Never Too Big to Care
Chris and James established Wettermark Keith in 2003, setting up shop in a cramped two-office suite in downtown Birmingham. They set out three core principles. Chris summarizes it best: “treat people as you would want to be treated. Do what you say you’re gonna do. Finally, work hard, and everything else will take care of itself.” As Wettermark Keith grew in means and reputation, the partners hired more attorneys and expanded their practice areas. The firm’s exponential growth led to the establishment of more than half a dozen offices in Alabama, Tennessee, and Florida. James continued to travel to different states to represent FELA railroad cases, while Chris focused his attention on growing the firm’s other practice areas. The partners’ accomplishments have been lauded by numerous media outlets, including the Birmingham News, Birmingham Business Journal, Louisville Courier-Journal, Atlanta Journal-Constitution, Cincinnati Enquirer, The Telegraph, and NPR. Chris and James - put off by the garish, money-centric marketing of other firms - made sure their advertising was both tasteful and genuine, in keeping with the integrity of the profession. Wettermark Keith’s dignity in advertising and single-minded focus on clients continue to set them apart today.

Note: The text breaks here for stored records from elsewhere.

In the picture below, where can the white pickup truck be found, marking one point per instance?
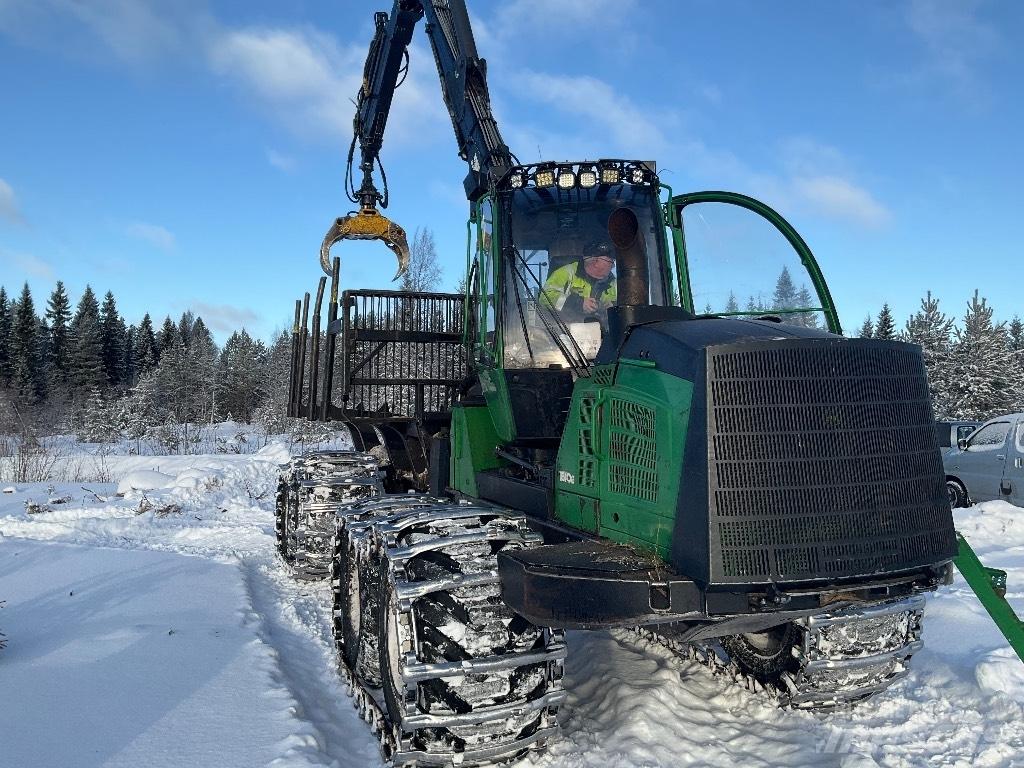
(988, 465)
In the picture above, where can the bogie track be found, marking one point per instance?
(310, 488)
(448, 675)
(817, 663)
(441, 669)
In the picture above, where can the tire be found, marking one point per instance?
(355, 608)
(765, 655)
(956, 494)
(458, 626)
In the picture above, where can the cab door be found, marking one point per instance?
(981, 464)
(736, 256)
(1013, 473)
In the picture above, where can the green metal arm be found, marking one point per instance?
(990, 587)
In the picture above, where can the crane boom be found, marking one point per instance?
(464, 87)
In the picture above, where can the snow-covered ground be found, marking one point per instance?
(158, 629)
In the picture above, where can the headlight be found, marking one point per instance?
(545, 178)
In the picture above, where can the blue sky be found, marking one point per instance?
(190, 155)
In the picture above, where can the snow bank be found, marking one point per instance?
(143, 479)
(248, 677)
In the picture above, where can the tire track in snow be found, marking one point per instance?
(295, 622)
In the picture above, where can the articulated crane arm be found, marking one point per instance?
(464, 86)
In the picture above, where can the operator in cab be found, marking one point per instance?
(584, 289)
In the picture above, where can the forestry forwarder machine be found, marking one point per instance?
(752, 491)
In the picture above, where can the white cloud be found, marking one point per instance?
(224, 317)
(9, 210)
(280, 161)
(839, 198)
(29, 264)
(309, 81)
(599, 111)
(153, 233)
(134, 31)
(956, 40)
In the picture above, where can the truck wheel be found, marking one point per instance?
(765, 655)
(956, 494)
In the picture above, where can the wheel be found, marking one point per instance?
(956, 494)
(355, 600)
(462, 675)
(765, 655)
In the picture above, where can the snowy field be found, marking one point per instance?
(158, 629)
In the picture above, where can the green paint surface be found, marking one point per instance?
(473, 441)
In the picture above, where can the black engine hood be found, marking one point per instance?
(677, 345)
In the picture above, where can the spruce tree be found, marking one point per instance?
(113, 336)
(424, 273)
(58, 357)
(185, 328)
(932, 331)
(128, 357)
(28, 380)
(168, 337)
(87, 348)
(785, 292)
(867, 329)
(980, 383)
(807, 320)
(242, 376)
(6, 322)
(886, 327)
(1015, 335)
(144, 352)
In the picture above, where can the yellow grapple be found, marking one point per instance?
(367, 223)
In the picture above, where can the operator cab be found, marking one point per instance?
(559, 262)
(548, 276)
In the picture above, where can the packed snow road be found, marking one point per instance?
(159, 629)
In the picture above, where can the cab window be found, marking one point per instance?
(989, 437)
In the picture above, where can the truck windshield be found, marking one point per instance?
(559, 269)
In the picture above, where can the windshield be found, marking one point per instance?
(739, 263)
(559, 271)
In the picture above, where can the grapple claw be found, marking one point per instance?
(368, 223)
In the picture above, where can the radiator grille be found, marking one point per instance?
(632, 451)
(822, 462)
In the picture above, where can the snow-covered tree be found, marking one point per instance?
(113, 340)
(145, 354)
(732, 305)
(1015, 335)
(98, 423)
(885, 328)
(866, 329)
(58, 356)
(241, 376)
(932, 330)
(168, 337)
(785, 291)
(28, 368)
(185, 325)
(424, 272)
(87, 346)
(980, 383)
(6, 322)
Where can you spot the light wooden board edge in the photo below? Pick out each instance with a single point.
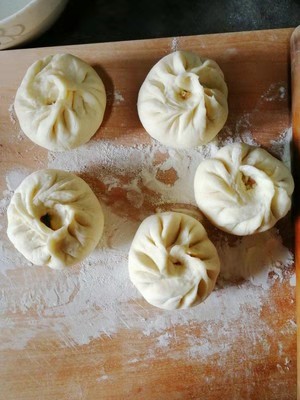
(295, 85)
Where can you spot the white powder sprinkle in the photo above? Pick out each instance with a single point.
(97, 299)
(174, 44)
(118, 98)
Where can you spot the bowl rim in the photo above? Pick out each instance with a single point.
(19, 12)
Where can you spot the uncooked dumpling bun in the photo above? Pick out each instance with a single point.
(183, 100)
(243, 189)
(54, 218)
(172, 262)
(60, 103)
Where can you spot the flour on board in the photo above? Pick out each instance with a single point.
(96, 299)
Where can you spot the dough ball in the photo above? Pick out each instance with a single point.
(183, 100)
(172, 262)
(243, 189)
(60, 103)
(54, 218)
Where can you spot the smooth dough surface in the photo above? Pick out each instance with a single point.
(172, 262)
(243, 189)
(54, 218)
(61, 102)
(183, 100)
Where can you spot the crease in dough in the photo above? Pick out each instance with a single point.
(54, 218)
(60, 103)
(172, 262)
(243, 189)
(183, 101)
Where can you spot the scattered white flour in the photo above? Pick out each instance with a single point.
(174, 44)
(97, 299)
(12, 114)
(293, 280)
(281, 147)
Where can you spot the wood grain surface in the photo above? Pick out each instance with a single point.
(295, 84)
(257, 361)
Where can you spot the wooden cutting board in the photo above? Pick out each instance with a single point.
(243, 344)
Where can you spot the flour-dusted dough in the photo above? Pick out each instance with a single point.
(172, 262)
(54, 218)
(243, 189)
(60, 103)
(183, 100)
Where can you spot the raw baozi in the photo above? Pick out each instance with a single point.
(172, 262)
(243, 189)
(60, 103)
(54, 218)
(183, 100)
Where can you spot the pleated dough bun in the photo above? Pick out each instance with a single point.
(172, 262)
(183, 100)
(54, 218)
(61, 102)
(243, 189)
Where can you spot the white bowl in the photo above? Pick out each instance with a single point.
(22, 20)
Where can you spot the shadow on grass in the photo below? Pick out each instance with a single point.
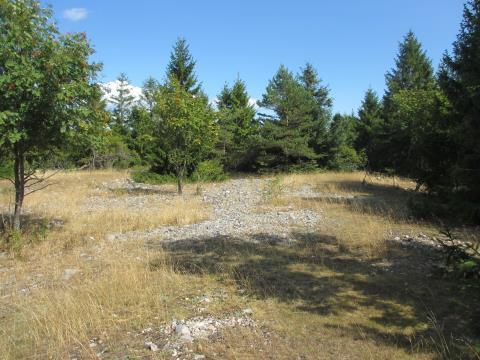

As of April 2020, Wettermark Keith is headquartered on the top two floors of the Bruno Capitol Building off Grandview Parkway, near-luxury apartments and a major medical center. More than 25 attorneys carry out the firm’s mission, accompanied by nearly 100 dedicated support staff. No case is too small or too big. The firm wins thousands of cases each year, for its personal injury clients, automobile wreck clients, workers comp clients, FELA clients, and social security clients - to name a few.
When you take the elevator to the fourth and fifth floors, you can sense the firm’s culture of compassionate service. You can hear the tones of understanding from case managers and paralegals as they speak with clients, and watch attorneys labor for months on end to ensure their clients are well-represented and provided for in one of the most difficult periods of their lives. Without exception, clients of Wettermark Keith are treated like family, with care and dignity.
Chris’s humble beginnings and blue-collar background helped establish this culture, and he has worked for years to preserve it.
Home and Heart: Looking Ahead
Chris has ongoing plans to expand the firm’s reach in both the market and practice areas, holding the view that “if you’re not growing, you’re dying.” Chris recently opened an office in his hometown of Panama City, in order to give back to the community that gave a lot to him. He said, “At some point, I thought I’d always be back in Panama City. Birmingham has become home, and Panama City is home and heart. I thought the opportunity was there for us to serve the market, and the folks that need good representation, which I believe we can provide.”
Over the last 20 years, Chris has tried and handled a wide variety of cases ranging from car wrecks, eighteen-wheeler/trucking wrecks, motorcycle wrecks, railroad incidents, premises liability, medical malpractice, product liability, nursing home neglect, and the list goes on. He is well known regionally and beyond, respected by his peers within the State Bars and judiciary, and beloved by thousands of clients. While Chris loves what he does, he makes work-life balance a priority. When not at the office, he’s likely working up a sweat at the gym or at a hot yoga session. When he does have spare time outside of work or exercising, you will find him piloting his plane (yes, he is a private pilot in addition to all of the other accomplishments) or enjoying water activities such as fishing or diving in tropical waters.